Friday, January 30, 2015

Segregation now, segregation forever

You may recall that the Southern States did not take kindly to the Supreme Court's civil rights decisions.  They barred the schoolhouse door to prevent integration.  They fervantly promised that segregation would live on.  They contested the supremacy of the Federal Constitution over their own laws.

And, here in 2015, they are doing the same thing.  The NY Times
Republican state legislators in Oklahoma, South Carolina and Texas have introduced bills this year that would prohibit state or local government employees from issuing marriage licenses to gay couples, despite federal court rulings declaring bans on same-sex marriage unconstitutional in those states and questions about the constitutionality of the proposed state laws. The bills would also strip the salaries of employees who issued the licenses.
Political figures including Mike Huckabee are actively calling for  states to refuse to recognize the Federal Courts' decisions.


But history tells us they haven't a leg to stand on. Back in 1958, Arkansas governor Orval E. Faubus claimed that he was not bound by Brown v. Board of Education.

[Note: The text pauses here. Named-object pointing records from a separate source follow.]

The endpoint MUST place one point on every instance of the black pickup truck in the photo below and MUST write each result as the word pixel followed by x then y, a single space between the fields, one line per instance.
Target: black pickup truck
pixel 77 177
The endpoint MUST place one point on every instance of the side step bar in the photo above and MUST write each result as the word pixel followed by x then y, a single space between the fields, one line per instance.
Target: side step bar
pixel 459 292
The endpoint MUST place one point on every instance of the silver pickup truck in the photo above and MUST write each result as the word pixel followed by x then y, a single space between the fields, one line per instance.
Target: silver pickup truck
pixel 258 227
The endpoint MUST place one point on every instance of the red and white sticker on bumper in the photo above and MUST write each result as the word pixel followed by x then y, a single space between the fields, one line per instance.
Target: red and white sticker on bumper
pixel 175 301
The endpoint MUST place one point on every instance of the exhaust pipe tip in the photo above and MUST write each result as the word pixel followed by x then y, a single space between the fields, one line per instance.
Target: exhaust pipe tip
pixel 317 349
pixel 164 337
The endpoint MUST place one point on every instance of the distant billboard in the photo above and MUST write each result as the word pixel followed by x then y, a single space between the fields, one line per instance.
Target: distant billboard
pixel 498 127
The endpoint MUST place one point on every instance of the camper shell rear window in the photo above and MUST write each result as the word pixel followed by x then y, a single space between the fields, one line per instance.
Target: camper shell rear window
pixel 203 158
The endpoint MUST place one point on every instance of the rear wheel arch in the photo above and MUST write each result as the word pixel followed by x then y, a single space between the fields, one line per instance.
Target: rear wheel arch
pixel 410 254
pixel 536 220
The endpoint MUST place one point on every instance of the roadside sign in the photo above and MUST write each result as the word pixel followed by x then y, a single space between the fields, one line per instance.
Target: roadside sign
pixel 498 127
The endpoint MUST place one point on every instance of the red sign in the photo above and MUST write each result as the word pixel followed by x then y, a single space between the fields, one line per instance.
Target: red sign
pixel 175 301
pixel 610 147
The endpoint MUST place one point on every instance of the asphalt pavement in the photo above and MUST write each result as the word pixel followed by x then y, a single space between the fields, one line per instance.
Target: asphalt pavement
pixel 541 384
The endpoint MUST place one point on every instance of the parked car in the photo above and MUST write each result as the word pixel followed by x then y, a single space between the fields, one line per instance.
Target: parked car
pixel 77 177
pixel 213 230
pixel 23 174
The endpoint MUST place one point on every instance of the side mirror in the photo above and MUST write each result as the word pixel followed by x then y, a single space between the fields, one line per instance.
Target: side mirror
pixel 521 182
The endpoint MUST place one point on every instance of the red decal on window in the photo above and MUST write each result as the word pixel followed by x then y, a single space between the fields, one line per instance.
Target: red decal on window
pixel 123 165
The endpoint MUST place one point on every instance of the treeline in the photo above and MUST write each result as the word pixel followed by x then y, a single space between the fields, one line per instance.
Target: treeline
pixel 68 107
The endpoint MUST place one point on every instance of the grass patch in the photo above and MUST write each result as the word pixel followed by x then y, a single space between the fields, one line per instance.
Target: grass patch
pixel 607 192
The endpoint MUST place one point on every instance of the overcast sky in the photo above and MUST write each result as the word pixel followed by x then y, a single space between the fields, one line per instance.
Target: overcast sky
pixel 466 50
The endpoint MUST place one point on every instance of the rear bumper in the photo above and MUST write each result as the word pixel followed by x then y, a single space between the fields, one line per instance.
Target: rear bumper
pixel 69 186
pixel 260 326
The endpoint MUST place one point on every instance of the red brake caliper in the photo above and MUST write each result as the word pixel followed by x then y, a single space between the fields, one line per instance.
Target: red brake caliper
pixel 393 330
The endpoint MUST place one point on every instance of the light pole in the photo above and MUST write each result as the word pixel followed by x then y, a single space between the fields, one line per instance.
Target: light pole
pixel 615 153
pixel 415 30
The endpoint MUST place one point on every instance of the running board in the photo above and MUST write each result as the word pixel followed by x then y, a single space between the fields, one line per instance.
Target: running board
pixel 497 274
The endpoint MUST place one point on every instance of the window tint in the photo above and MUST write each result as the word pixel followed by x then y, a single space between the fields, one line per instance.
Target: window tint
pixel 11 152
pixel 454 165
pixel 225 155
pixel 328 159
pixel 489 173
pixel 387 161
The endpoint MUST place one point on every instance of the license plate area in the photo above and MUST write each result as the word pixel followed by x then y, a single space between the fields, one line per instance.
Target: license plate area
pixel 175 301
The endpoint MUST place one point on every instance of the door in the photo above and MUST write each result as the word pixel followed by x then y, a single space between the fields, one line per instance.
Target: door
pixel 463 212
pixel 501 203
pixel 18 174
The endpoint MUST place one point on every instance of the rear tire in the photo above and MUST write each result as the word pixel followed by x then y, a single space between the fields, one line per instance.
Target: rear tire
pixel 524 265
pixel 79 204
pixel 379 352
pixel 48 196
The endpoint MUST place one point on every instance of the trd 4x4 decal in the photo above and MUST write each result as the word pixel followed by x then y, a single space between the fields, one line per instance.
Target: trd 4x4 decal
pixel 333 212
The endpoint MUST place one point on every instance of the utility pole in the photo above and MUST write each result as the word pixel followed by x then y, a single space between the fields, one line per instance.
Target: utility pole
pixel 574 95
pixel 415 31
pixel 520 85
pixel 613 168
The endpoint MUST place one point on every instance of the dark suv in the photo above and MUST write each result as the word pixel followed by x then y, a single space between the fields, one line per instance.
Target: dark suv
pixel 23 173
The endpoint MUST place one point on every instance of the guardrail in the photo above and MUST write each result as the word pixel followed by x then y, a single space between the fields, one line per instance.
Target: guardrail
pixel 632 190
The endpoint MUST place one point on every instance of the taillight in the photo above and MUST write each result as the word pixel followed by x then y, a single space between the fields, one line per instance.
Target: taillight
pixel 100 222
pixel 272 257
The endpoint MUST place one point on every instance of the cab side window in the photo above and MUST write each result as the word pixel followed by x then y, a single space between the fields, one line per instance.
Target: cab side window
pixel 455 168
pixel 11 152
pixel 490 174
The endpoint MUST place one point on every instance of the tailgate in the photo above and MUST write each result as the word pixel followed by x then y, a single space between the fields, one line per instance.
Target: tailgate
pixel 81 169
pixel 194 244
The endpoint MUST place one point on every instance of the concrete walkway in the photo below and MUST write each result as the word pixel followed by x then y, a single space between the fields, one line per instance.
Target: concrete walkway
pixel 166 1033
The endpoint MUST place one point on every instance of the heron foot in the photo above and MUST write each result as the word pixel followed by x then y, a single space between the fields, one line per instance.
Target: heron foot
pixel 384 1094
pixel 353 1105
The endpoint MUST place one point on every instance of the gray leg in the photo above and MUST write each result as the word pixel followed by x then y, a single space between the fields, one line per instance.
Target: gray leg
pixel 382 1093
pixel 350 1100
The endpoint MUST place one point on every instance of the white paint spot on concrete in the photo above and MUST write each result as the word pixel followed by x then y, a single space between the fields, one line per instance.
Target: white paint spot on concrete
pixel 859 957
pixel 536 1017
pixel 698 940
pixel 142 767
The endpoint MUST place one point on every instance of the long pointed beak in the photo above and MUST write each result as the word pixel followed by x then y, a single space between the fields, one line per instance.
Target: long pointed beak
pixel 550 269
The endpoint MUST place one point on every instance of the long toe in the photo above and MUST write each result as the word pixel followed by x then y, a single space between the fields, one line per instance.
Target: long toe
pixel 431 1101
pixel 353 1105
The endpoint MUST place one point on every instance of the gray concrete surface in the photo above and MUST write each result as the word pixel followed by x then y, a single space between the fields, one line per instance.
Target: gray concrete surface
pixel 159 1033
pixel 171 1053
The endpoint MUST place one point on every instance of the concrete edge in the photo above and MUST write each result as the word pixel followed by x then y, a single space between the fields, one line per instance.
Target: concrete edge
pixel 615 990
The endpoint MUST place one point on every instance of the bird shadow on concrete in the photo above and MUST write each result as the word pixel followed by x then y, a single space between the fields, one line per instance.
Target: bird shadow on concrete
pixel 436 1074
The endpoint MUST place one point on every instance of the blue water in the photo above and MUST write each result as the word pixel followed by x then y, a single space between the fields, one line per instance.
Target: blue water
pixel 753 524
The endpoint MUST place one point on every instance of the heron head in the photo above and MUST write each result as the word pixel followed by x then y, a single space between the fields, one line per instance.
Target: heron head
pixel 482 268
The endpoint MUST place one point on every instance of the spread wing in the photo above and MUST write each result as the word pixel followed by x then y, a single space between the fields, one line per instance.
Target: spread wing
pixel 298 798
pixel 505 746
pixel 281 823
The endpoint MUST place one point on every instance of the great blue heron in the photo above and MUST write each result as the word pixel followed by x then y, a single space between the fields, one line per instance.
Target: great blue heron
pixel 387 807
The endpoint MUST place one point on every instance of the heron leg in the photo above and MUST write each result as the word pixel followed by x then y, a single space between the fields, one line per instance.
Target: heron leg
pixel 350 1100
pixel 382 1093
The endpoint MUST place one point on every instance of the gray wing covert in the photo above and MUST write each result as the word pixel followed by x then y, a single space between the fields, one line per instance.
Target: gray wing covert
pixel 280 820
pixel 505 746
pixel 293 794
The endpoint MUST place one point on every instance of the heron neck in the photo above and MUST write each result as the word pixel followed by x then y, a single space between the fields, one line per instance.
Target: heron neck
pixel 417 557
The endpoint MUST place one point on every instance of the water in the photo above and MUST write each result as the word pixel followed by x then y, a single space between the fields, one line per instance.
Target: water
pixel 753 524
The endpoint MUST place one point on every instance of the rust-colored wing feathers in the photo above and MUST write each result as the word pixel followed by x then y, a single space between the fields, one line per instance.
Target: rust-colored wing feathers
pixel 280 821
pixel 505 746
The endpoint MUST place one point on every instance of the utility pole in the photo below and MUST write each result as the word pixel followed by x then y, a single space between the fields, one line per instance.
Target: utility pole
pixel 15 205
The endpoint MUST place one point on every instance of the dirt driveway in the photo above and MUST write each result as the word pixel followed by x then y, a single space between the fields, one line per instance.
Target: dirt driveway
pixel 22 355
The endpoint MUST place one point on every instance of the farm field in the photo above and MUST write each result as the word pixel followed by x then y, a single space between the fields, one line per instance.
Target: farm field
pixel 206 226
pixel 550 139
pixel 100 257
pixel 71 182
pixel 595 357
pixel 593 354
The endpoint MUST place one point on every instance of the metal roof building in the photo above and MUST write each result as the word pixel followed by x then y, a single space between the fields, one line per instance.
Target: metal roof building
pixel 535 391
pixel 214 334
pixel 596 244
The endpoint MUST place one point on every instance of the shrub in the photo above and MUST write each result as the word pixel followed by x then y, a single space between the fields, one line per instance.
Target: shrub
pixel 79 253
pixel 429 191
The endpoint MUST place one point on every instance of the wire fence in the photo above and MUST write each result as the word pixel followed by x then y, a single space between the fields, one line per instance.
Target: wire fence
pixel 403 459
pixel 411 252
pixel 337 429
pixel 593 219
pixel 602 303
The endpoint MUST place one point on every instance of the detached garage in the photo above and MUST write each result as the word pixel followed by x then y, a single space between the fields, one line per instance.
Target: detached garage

He sent the National Guard into Little Rock to block school integration.  From THe Atlantic:
The Little Rock dispute brought federal troops to Central High. It led to the landmark opinion in Cooper v. Aaron, the only one in history signed by all nine Justices, which proclaimed that “the federal judiciary is supreme in the exposition of the law of the Constitution,” and that Brown “is the supreme law of the land.” All state officials, the Court noted, take an oath to support the federal Constitution. “No state legislator or executive or judicial officer can war against the Constitution without violating his undertaking to support it.”
So, in response to the efforts to nullify marriage equality,
The answer to this argument is the same today as it was in 1958....no sovereignty shucking or jurisdictional jiving will, in the long run, prevail. If the Supreme Court, as seems likely, finds that same-sex couples have an equal right to marry, those who stand in the courthouse doors will certainly lose, and possibly pay.
But regardless there is a cost:
Huckabee and Moore, like Faubus, will take their place as laughingstocks of history. But that is not to say that they can do no damage; many of history’s villains masked malign intent with a touch of the clown. Faubus’ intractability led to riots in the streets of Little Rock; to beatings of reporters by a mob; to threats and trauma that would remain vivid for the nine black students for the rest of their lives. And if the high court strikes down same-sex marriage bans, clerks or legislators who invoke pretended power to ignore that decision will spread lasting damage and pain far more widely than they know. Official discrimination and hatred scar their victims, however bravely they press on to eventual victory. 
The Court can minimize that cost, by speaking clearly about the rights and dignity of LGBT people.  
Justice Kennedy’s three gay-rights opinions have been ground-breaking, but also opaque. He has consistently refused even to discuss whether sexual-orientation is more like race or red hair. Instead, he has insisted that each challenged provision was invalid no matter what level of “scrutiny” applies. 
The rumblings from the South give the Court notice that equivocation may encourage resistance. Now might be the time, with four other Justices at his back, for Kennedy to say forthrightly that when any agents of the state—legislators, judges, clerks—discriminate on this basis, they violate both the Constitution and their oath. 
This time, we can but hope that the trumpet the Court sounds will not be uncertain.